Imagine someone knocking on your door with a business proposal. He and his partners want to build on the vacant lot next to your home. Right now the venture is a guaranteed money-loser, but if you chip in some of your money, the other investors are guaranteed a better return. You’ll never get your money back—and if the project is successful, the other investors won’t share its profits with you, but in 23 years, maybe, the city will see increased tax revenue. So . . . are you in?
According to news reports, this is exactly the deal developers are seeking from the city of Branson. The developer wants to build a water park that they project will bring 600,000 visitors each year, making it the 7th most popular water park in the country. They claim the project will create 900 full-time jobs immediately and ramp up to 1,200 as the park is completed. The park also will include restaurants, hotels, and other amenities.
Despite all that potential, there isn’t enough financial interest—from the people who invest in these sorts of things for a living—for the project to move forward. So the developer has come knocking on the door of the taxpayers—in the form of the Branson Tax Increment Finance (TIF) Commission—asking for your money. And the members of the TIF commission voted 7 to 4 in favor of awarding TIF. The board of aldermen will pass judgment at a later meeting.
Overwhelmingly, research on TIF in Missouri and around the country shows that the process does not live up to its promises. (This perhaps explains why private investors aren’t so excited about these deals to start with.) If you were to peruse the 2017 TIF Annual Report compiled by the Missouri Department of Revenue you’ll find that only about one-half to one-third of the promised jobs ever materialize—and those numbers are reported by the developers themselves without audit.

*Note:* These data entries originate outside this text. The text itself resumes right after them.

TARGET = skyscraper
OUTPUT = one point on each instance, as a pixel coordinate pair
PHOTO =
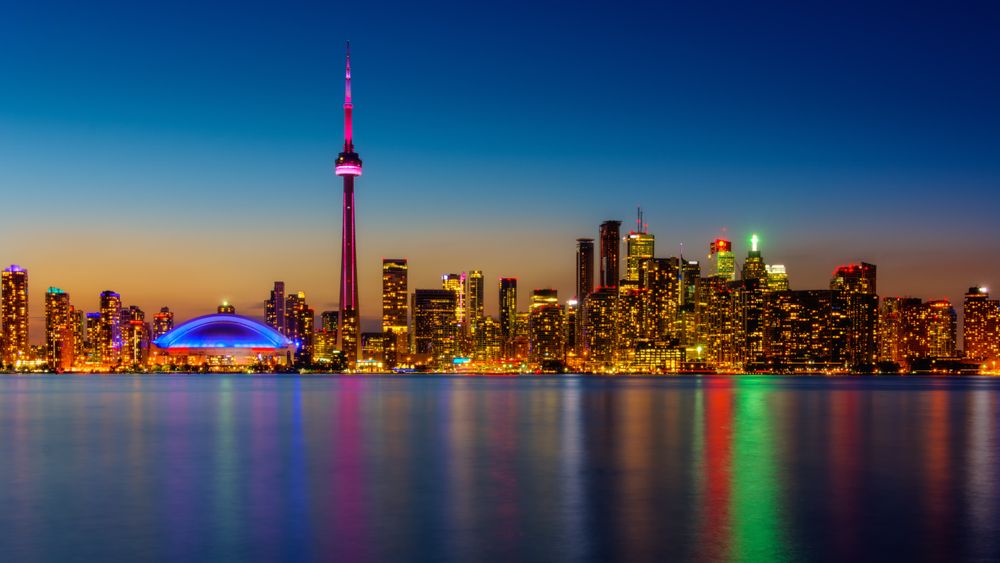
(584, 268)
(981, 337)
(545, 326)
(941, 322)
(720, 255)
(858, 283)
(110, 343)
(610, 253)
(274, 309)
(639, 247)
(349, 166)
(435, 331)
(300, 321)
(455, 283)
(474, 292)
(508, 313)
(163, 322)
(59, 344)
(14, 314)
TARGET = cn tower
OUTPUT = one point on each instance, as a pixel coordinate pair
(349, 165)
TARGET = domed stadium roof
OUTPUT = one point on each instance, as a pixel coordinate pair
(222, 331)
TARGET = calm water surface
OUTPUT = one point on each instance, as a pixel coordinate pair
(241, 468)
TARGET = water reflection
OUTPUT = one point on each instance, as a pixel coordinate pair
(460, 469)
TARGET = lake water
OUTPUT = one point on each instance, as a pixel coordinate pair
(271, 468)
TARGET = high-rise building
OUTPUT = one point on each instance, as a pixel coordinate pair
(94, 327)
(300, 321)
(59, 343)
(722, 259)
(981, 335)
(754, 281)
(754, 267)
(661, 280)
(325, 340)
(78, 327)
(395, 311)
(902, 331)
(805, 331)
(610, 253)
(858, 284)
(508, 313)
(135, 337)
(474, 292)
(545, 326)
(639, 247)
(720, 328)
(110, 343)
(163, 322)
(14, 315)
(274, 309)
(435, 330)
(348, 166)
(941, 322)
(455, 283)
(777, 278)
(584, 268)
(488, 343)
(601, 330)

The argument in favor of TIF largely rests on a logical fallacy: an assumption that development that happened after TIF happened because of TIF. But the research tells another story. One study of TIF in Kansas City and St. Louis—the state’s most prolific users and abusers—found that economic growth in areas without TIF met or exceeded growth in areas with TIF. In St. Louis, a report prepared by the very people who staff the TIF commission concluded that it was a waste of taxpayer money.

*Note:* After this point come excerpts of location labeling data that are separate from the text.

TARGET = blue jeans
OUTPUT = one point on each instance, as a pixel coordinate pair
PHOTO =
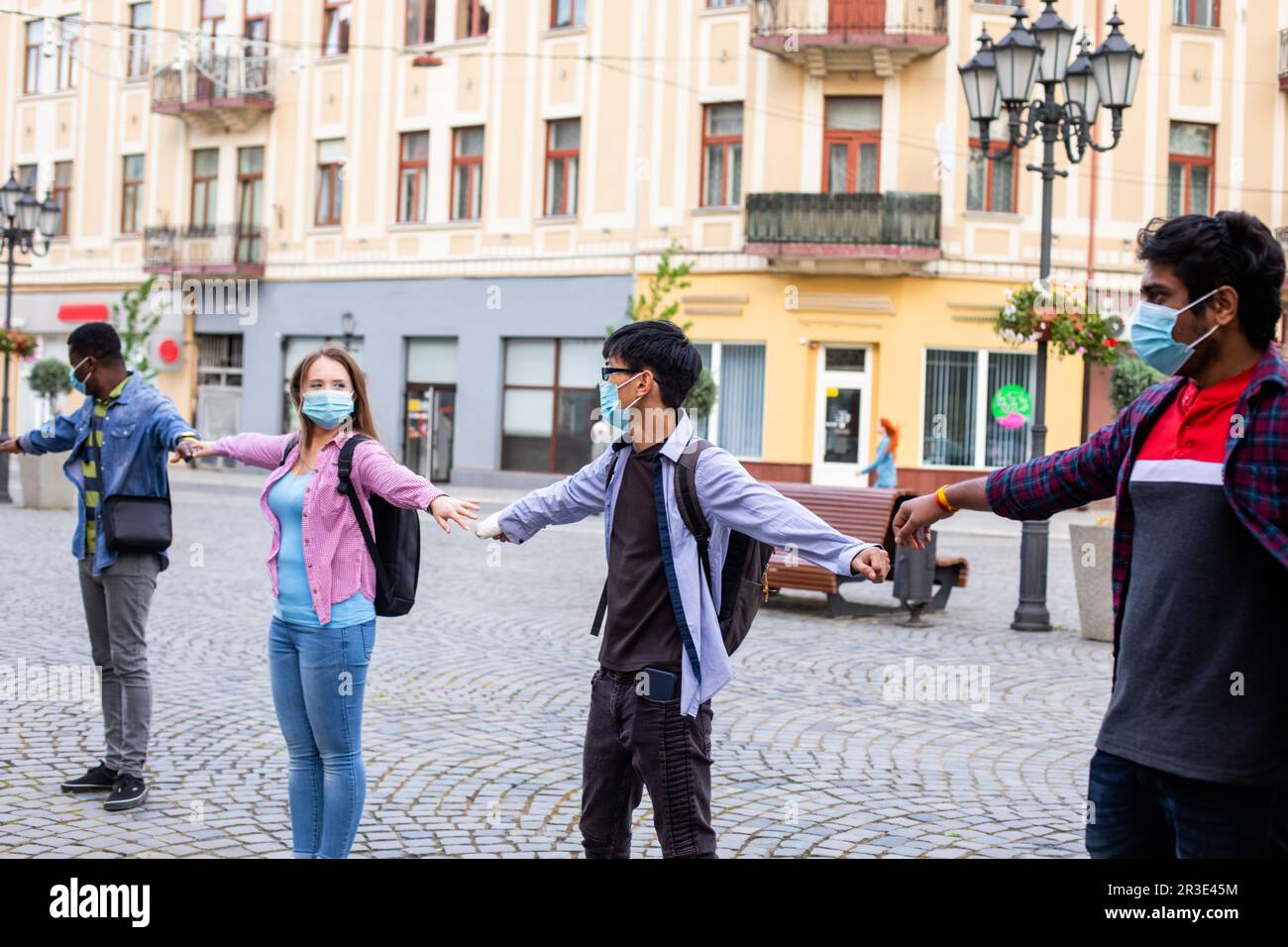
(1140, 812)
(318, 681)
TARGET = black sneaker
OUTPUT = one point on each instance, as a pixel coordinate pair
(97, 780)
(128, 792)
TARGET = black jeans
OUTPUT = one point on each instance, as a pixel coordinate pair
(632, 742)
(1140, 812)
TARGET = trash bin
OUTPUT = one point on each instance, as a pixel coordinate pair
(914, 578)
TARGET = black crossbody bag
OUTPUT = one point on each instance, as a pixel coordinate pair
(138, 523)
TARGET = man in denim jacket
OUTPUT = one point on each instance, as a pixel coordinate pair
(117, 442)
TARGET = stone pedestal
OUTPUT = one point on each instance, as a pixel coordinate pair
(1093, 571)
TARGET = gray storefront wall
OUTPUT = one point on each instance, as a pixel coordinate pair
(478, 313)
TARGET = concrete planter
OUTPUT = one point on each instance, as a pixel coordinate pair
(44, 487)
(1093, 573)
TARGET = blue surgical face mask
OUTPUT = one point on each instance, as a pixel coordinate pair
(610, 403)
(75, 381)
(1151, 335)
(327, 408)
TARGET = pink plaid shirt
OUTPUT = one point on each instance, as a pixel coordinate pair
(335, 557)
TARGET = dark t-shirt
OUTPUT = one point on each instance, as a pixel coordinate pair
(639, 626)
(1203, 654)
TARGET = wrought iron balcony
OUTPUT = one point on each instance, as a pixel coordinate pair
(205, 250)
(824, 37)
(217, 91)
(892, 231)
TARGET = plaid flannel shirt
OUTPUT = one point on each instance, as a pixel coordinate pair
(1254, 471)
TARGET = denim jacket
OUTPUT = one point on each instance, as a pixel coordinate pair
(730, 499)
(141, 428)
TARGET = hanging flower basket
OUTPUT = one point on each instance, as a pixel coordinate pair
(17, 344)
(1059, 317)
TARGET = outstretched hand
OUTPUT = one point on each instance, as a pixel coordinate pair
(872, 564)
(913, 518)
(188, 449)
(447, 510)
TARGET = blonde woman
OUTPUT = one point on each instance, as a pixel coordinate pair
(323, 625)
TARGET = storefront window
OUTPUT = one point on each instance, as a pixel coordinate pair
(548, 403)
(737, 421)
(960, 427)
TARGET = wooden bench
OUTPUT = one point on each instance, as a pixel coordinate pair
(867, 514)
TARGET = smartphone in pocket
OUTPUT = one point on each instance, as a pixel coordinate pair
(657, 684)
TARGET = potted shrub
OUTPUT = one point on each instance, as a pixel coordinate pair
(44, 486)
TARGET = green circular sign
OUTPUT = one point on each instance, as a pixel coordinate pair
(1012, 406)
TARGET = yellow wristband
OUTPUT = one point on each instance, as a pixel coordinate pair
(943, 500)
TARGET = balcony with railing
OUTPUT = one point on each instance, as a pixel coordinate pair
(217, 91)
(205, 250)
(883, 234)
(1283, 58)
(880, 37)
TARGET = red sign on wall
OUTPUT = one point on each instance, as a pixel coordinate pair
(86, 312)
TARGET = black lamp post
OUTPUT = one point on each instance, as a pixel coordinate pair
(1004, 75)
(22, 217)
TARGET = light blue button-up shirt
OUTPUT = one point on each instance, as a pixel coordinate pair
(730, 499)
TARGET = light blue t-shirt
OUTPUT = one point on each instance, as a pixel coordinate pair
(294, 603)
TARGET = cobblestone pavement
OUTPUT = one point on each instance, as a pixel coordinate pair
(477, 703)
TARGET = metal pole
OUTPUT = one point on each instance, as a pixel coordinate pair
(1031, 613)
(11, 239)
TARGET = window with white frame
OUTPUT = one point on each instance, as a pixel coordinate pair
(961, 425)
(737, 421)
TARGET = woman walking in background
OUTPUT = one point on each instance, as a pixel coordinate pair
(323, 625)
(884, 462)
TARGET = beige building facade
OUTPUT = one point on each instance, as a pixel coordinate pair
(468, 192)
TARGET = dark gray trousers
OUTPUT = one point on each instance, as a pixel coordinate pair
(116, 611)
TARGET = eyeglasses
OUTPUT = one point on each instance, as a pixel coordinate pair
(609, 369)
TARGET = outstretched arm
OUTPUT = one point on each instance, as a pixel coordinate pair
(732, 496)
(54, 436)
(571, 499)
(257, 450)
(1033, 489)
(376, 472)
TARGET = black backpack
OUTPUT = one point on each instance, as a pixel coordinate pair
(745, 578)
(395, 548)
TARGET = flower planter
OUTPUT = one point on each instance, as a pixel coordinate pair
(44, 487)
(1093, 574)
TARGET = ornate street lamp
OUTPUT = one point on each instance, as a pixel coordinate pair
(22, 217)
(1106, 78)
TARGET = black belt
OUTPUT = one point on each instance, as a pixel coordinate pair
(630, 677)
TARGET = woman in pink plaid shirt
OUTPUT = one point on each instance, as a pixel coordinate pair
(323, 624)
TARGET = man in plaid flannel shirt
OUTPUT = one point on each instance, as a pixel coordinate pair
(1192, 759)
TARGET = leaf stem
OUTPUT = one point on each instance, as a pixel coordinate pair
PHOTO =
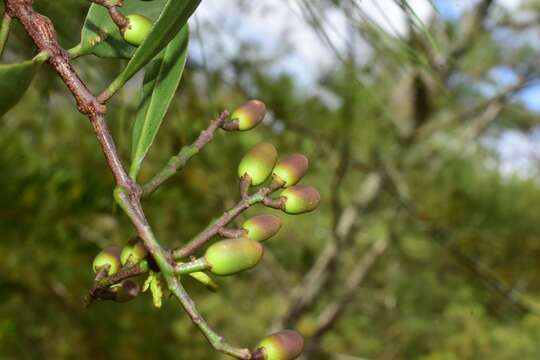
(180, 160)
(4, 31)
(216, 227)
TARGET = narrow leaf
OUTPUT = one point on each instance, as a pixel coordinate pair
(206, 280)
(173, 18)
(161, 80)
(100, 35)
(14, 81)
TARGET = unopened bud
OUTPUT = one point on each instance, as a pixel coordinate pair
(262, 227)
(291, 169)
(249, 114)
(133, 252)
(300, 199)
(283, 345)
(107, 259)
(258, 163)
(231, 256)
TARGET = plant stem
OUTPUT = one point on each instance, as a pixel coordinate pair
(213, 338)
(127, 193)
(4, 31)
(191, 267)
(215, 227)
(180, 160)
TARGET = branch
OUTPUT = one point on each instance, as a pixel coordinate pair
(506, 292)
(112, 7)
(180, 160)
(494, 108)
(4, 31)
(305, 295)
(332, 312)
(215, 227)
(127, 193)
(475, 22)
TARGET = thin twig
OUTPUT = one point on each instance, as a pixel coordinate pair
(117, 17)
(215, 227)
(4, 31)
(180, 160)
(127, 193)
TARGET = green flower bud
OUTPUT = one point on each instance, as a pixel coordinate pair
(137, 30)
(291, 169)
(134, 251)
(249, 115)
(300, 199)
(126, 291)
(108, 258)
(231, 256)
(283, 345)
(262, 227)
(258, 163)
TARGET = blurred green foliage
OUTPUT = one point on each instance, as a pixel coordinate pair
(395, 111)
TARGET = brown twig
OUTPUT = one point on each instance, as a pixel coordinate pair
(218, 225)
(127, 193)
(178, 161)
(117, 17)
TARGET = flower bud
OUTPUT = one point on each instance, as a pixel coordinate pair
(291, 169)
(107, 259)
(137, 29)
(283, 345)
(300, 199)
(126, 291)
(133, 252)
(262, 227)
(249, 114)
(231, 256)
(258, 163)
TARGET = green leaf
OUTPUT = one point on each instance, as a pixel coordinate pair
(100, 35)
(161, 80)
(14, 81)
(173, 18)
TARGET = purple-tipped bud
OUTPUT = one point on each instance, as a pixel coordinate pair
(258, 163)
(291, 169)
(231, 256)
(126, 291)
(300, 199)
(262, 227)
(137, 30)
(249, 114)
(133, 252)
(107, 259)
(283, 345)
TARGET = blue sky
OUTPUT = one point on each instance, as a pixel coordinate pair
(267, 20)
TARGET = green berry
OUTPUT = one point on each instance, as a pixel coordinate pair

Perhaps the developers should scale back their ambitious plans. Maybe it makes sense as a smaller project—say, the country’s 12th most visited water park. If it is as successful as the developer claims, the park can always be expanded with the profits. But all of this should be done entirely with private money, from people who know a good investment and expect to see a return.
In Branson and across Missouri, cities are struggling to deliver basic services. Diverting sales and property tax dollars away from education, infrastructure, and public safety to invest in a park that itself may increase demand in all three of those areas is unwise and unnecessary. Branson’s success is due to individuals realizing great success from private investments, there is no reason now to change that winning formula.